I spent about 25 years in the Foreign Service, retiring as a Minister-Counselor. I worked primarily on the Soviet Union and Russia, as well as on Africa. Subsequently, I consulted with the State Department for 10 years on nonproliferation and disarmament matters. My first book, Negotiating with the Soviets, was published while I was still a Foreign Service officer. After retirement, I wrote my second book, The Craft of Political Analysis for Diplomats, as well as a number of articles for international affairs journals, including this one. The highlights of my non-professional retirement activities have been climbing Kilimanjaro and skippering my sailboat across the Atlantic and, after four years in the Mediterranean, bringing it back.

This journal is about the art and practice of diplomacy, particularly American diplomacy. We’ll continue to publish both analytical and personal perspectives on the subject, some illustrative historical articles, and, hopefully, some trenchant commentary on the key issues of the day. When we know a point of view is controversial, we’ll try to present alternate views, or at least point our readers to where such alternate views can be found.

Let’s turn now to the current issue.

Ambassador Robert Blake’s How Climate Diplomacy is a Pillar of Efforts to Address Climate Change reviews both public and private sector efforts on climate change, recounts his own experience working with Secretaries Kerry and Yellen to achieve a significant commitment from Indonesia to limit coal production, and recommends structural and policy changes to enable the State Department to play a more agile role in this area. Our Links section will direct you to a Duke University webinar featuring Ambassador Blake on this subject, and a Duke Today article on the webinar.

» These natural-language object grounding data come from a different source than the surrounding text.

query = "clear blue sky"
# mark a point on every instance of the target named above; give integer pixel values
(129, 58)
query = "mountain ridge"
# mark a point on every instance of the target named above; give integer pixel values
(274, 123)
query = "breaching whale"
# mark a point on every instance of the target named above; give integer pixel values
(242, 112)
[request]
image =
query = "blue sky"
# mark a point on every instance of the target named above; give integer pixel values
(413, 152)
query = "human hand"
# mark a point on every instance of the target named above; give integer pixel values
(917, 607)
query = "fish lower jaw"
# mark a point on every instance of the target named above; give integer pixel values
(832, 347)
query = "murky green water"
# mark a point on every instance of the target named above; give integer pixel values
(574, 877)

In Honoring Diplomats Punished for Doing their Job Well: The Case of George Horton, Ismini and Chris Lamb argue that the State Department should take steps to honor U.S. Consul General Horton, who was the senior U.S. diplomat on site during the events leading to the sacking and burning of Smyrna (now Izmir), Turkey in 1922. Their research has led them to conclude that his reputation was unjustly besmirched both at the time and later. They take serious issue with an article in this journal in 2010 that was highly critical of Horton. A link to the 2010 article is in the Links section.

Mark Wentling, in Coming to Grips with Poverty in Africa, points out that poverty is experienced in a variety of ways, depending on the cultural, climatic, social and other factors in each African country. He says that U.S. and other international assistance efforts, which are falling well short of their goals, need to be tailored more precisely to those factors.

Lisa Rotondo has been working to eliminate neglected tropical diseases, particularly Guinea worm, for more than 20 years. In The Guinea Worm, President Carter and Me, she pays tribute to the support these efforts have received in the public and private sectors, particularly from former President Carter and the Carter Center. While encouraged by the progress that has been made, she believes that continued diplomatic and financial engagement will be required to complete the task.

Our Eyewitness section contains Jonathan Rickert’s encounter with a cartoonist whose “Glasnost” drawing illustrated what Bulgarians thought of the concept in 1987; Renee Earle’s background on the Marshall Center’s 20th anniversary and her own experience working in the building that houses it, the historic Hôtel de Talleyrand; and my own recollection of attempting to uphold U.S. policy in the face of a personal appeal from Shirley Temple.